If, like me, you were a fan of the WB’s Felicity then it’s very amusing to ponder the fact that the co-creator of that series, Matt Reeves, and the show’s star, Keri Russell are teaming up again on Dawn of the Planet of the Apes, which Reeves directed. While Russell has worked with Felicity’s other creator — a guy named J.J. Abrams — since Felicity ended (in Mission: Impossible III), Apes marks her first time reuniting with Reeves.
As Russell remarked to me about the experience, “This is not the project I thought we’d be doing together, let’s be honest. He has this most beautiful film, this independent film, that he wrote that I would love to do, and we tried to get money for it a few years ago. It’s so good, and maybe, hopefully soon. But this is not that. [Laughs] This is so crazy and ambitious and epic. I had no idea what I was signing on for. He had a phone conversation with me and just said, ‘Please come do this.’ I said, ‘Matt, I’m finishing this show [The Americans], I’m so tired.’ He said, ‘Just come do this with me,’ and I’m so glad I did.”
Russell was quite enthusiastic about what ultimately appealed to her about the project, exclaiming, “First of all, Andy Serkis — what the heck! I was deciding whether or not to do it, and just physically — I have two kids too; I can’t work all the time. I need to just do a few things here and there, and then be a mom. I was deciding whether or not to it, but my loyalty for Matt is so strong. [The Americans’] Matthew Rhys had done a movie with Andy, and he said, ‘You don’t understand. Andy Serkis is this incredible actor.’ I said, ‘I don’t really know.’ He’s like — growing up at RADA [Royal Academy of Dramatic Art] — he said, ‘He was who we revered.’ I said, ‘I know, but it’s, like… apes! There are going to be guys in gray unitards. I’m not a good enough actor to do that. Literally, I’m just being honest.’ He said, ‘I’m telling you. He brings it.’”

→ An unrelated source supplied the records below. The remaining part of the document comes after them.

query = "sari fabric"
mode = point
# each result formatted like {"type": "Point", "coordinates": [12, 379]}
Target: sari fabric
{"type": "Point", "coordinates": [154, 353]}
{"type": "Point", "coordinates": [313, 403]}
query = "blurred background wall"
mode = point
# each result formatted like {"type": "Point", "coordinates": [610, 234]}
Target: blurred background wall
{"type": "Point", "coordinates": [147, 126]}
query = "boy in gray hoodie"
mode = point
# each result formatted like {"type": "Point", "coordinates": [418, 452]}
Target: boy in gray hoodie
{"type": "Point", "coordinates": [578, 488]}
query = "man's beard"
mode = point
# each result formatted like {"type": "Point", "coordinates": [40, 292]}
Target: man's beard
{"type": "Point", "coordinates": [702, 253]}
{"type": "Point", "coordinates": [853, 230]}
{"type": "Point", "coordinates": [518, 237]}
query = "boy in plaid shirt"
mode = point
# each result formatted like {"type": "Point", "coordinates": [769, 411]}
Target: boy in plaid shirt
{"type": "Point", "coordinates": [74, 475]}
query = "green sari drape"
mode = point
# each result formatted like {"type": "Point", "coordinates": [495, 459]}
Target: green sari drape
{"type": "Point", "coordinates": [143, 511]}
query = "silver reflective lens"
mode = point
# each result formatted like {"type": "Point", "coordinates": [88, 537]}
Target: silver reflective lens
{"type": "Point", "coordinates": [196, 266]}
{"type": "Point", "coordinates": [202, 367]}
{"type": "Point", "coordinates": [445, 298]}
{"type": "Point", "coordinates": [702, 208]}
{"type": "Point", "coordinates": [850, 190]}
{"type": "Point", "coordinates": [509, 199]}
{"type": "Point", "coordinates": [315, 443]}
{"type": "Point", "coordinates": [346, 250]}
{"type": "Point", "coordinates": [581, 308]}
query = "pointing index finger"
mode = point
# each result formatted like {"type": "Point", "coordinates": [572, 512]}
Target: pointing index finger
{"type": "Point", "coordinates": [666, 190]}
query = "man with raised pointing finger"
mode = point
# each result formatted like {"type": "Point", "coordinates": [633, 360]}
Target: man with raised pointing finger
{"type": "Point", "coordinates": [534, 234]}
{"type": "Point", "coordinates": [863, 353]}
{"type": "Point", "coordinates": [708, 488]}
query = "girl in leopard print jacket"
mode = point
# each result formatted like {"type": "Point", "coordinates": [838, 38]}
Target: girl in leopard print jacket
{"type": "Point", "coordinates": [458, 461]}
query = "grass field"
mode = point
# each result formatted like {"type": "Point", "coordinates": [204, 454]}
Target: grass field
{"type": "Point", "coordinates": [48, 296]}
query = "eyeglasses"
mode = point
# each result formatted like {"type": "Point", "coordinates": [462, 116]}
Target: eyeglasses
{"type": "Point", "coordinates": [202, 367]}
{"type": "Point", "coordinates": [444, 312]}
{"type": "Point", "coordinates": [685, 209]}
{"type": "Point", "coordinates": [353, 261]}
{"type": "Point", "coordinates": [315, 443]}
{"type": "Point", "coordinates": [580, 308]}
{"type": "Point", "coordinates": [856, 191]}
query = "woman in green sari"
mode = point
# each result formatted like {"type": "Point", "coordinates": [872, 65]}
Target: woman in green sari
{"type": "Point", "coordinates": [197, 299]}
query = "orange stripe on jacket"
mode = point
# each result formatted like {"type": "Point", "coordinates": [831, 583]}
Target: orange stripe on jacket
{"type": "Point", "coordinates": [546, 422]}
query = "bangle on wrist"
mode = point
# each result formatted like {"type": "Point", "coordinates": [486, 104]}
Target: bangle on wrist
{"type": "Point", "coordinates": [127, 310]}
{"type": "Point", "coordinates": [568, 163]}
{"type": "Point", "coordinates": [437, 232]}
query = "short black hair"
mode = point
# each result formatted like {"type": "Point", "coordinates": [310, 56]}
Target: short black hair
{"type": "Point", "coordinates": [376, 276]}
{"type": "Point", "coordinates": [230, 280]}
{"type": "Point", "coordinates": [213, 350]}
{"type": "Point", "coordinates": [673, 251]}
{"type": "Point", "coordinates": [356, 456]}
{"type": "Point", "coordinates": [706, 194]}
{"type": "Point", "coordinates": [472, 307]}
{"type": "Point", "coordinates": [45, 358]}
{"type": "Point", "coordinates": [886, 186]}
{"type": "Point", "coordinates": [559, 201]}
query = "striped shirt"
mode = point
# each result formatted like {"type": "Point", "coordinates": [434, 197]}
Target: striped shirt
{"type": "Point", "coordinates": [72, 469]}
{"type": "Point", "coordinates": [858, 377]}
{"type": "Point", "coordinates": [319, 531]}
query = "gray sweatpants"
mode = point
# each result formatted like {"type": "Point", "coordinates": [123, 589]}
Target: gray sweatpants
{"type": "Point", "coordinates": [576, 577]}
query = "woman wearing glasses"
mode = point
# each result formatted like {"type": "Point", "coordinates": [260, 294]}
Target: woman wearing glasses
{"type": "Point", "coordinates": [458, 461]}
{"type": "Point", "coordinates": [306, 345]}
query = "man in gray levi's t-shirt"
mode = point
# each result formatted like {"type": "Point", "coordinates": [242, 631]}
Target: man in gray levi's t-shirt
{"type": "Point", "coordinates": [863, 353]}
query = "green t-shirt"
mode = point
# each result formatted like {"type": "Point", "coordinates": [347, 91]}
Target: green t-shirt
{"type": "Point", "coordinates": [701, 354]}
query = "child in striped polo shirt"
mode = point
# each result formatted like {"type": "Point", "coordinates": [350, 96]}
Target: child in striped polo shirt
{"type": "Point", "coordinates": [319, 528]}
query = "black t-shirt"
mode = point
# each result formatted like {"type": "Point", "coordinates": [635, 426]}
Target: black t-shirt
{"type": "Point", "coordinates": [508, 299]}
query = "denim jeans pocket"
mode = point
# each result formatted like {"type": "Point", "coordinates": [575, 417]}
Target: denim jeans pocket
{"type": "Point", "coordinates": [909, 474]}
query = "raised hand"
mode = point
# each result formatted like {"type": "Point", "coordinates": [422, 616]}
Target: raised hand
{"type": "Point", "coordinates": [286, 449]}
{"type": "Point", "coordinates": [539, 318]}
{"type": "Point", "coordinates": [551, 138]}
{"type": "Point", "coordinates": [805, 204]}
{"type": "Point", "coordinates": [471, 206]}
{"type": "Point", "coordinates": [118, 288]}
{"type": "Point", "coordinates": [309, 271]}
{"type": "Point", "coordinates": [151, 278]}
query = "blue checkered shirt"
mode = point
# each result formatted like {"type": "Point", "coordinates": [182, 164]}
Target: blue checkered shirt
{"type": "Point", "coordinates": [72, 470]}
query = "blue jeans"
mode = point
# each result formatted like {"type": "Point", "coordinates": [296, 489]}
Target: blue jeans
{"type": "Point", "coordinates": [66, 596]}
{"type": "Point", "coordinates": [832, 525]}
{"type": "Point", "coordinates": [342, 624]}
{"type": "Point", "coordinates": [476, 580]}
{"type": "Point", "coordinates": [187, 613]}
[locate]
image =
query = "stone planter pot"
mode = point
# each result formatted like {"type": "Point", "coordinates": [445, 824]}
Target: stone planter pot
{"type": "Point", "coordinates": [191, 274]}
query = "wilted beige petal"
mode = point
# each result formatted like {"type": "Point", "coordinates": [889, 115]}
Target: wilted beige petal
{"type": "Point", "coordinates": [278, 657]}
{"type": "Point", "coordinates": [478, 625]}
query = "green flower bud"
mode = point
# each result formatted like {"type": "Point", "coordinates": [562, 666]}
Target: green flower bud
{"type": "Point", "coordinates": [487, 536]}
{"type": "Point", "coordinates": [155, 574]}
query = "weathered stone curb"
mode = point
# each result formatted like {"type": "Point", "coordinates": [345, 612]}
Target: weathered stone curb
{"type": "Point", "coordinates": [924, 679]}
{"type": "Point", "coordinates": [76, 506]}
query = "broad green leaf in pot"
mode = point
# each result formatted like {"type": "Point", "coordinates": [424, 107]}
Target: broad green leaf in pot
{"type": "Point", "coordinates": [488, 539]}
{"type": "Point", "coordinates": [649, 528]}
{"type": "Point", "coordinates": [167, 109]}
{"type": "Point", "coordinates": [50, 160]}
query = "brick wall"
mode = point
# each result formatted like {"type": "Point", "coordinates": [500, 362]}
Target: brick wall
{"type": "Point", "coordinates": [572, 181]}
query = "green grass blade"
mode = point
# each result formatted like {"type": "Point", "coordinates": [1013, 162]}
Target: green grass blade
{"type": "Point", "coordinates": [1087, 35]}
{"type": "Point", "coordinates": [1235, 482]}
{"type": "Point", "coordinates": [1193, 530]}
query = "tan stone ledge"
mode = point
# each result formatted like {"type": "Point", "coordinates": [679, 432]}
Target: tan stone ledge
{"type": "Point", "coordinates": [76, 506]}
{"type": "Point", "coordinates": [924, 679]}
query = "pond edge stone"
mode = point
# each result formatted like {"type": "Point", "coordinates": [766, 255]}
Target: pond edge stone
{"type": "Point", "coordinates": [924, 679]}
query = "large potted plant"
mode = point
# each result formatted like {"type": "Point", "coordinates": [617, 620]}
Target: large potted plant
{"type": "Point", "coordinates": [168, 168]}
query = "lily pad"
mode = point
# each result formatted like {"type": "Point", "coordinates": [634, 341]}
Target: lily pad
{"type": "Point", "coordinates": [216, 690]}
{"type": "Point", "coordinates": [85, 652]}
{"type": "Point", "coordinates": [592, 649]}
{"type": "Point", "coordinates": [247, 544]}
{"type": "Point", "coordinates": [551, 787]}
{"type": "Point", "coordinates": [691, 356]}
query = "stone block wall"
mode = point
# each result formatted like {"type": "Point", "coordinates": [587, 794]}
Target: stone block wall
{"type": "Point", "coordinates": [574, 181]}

As Russell recalled, Rhys wasn’t exaggerating about Serkis. “The first day, we’re in these Vancouver wilds, like deep, deep into the misty — you can’t see the ground, the moss is so thick and spongy, and it’s so spooky and misty — and out from over the hills comes Andy in a gray unitard and all those dots, and he is so f**king good. He’s just there, and he’s doing these scenes; there’s not a moment of hesitation — and I have to do really intimate things with him in the back, where he’s very injured and I’m holding him, he’s sobbing… Can’t we get him in a movie, like, some independent, amazing movie? He’s so good. He’s crazy good. Anyway, the movie is epic.”
On the other hand, Russell did have to admit there was some downside to a project of this scale. “Taking those 3D cameras on location like that, it was so slow — it was, like, the slowest thing. P.S., my major gripe the first month, which did take a lot of pride to get over, I went from doing The Americans, which is all this cat eyeliner and blown-out hair and stiletto boots and hoes and tight jeans, to working with all boys — I was the only girl — in mud for four months. No makeup, frizzy hair.” She laughed, adding, “Matt just kept going, ‘Can you wear your hair like Felicity? I just really like that.’ I was like, ‘Like that? Like frizzy? Oh, Matt!’ No makeup, because it’s 10 years after there’s no electricity. I’m like, ‘Where’s my eyeliner!? This is the worst!’”
Besides Serkis, Russell noted how impressive the entire cast was. “Gary Oldman and Jason Clarke and Kodi McPhee, who’s incredible. So we had a good little group. I think that’s what hopefully will translate, even though it’s this giant, summer, science fiction movie, I think that’s what Matt would bring to it, are these kind of emotional actors. Nobody would ever approve me to be in one of those movies. Seriously. That was all Matt.”